Exactly!! and PC133 RAM is how old? That alone says enough about the gap between solid state memory and hard drives.
 

OverVolt

Lifer
Aug 31, 2002
14,278
89
91
I gotta get me one of dem!

Whats the max you can hook up? $500 for 4Gb is kinda expensixe tho.
 

Jeff7

Lifer
Jan 4, 2001
41,596
20
81
Originally posted by: charlie21
Access time for PC100 RAM: 8 ns
Access time for Fujitsu MAS series drives: 330000 ns

For the Fujitsu drive, it's 3.3ms. Wouldn't that then be 3,300µs, and then 3,300,000ns? I think that math is right anyway, or maybe I'm just dazed from just waking up.
Either way, RAM has access times thousands of times faster than hard drives.
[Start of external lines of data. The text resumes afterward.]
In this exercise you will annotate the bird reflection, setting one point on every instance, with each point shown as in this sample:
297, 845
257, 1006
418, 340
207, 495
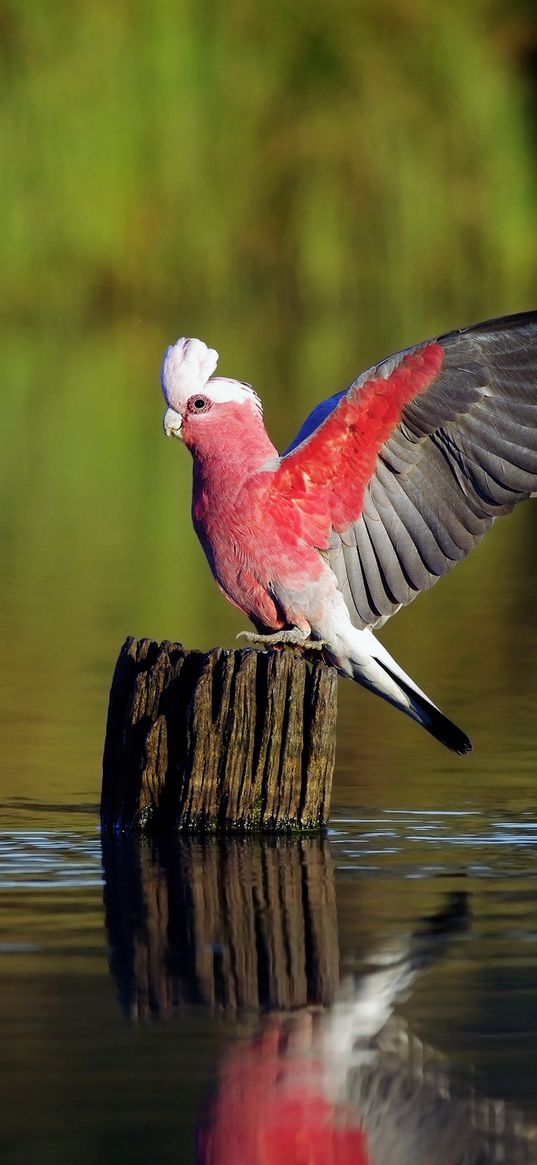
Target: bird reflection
326, 1072
352, 1085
I don't relish the idea of a RAMdrive that needs a battery or constant power supply to retain all of its data. All it would take is one computer illiterate person, who's misinterpreted a memo, to go and change the battery for the RAMdrive while it's unplugged. Or something like that anyway. You'd need to constantly keep the RAMdrive backed up to something permanent, so you'd be using a slow hard drive anyway.
 

ProviaFan

Lifer
Mar 17, 2001
14,993
1
0
Originally posted by: rhawk79
Originally posted by: magomago
Wouldn't you lose all that info once the computer turns off?
for the cenatek one, yes you would. it has an ac adapter that plugs into the back of the pci card. so obviously a battery backup is recommended.
A high-capacity UPS would definitely be recommended. :)
in my opinion, this would be fine if you had a battery backup that would last for one hour...and software that could automatically backup the data to a hard disk anytime this happens...and then restore it when the power comes back... but i don't know if such software exists.
The APC PowerChute software has the capability to run any command(s) before doing an automatic shutdown, so it wouldn't seem too hard to write a little batch file that would xcopy the files onto a spare hard drive for the purpose. Then, another batch file could be used on startup to reformat and copy the files back onto the ram disk.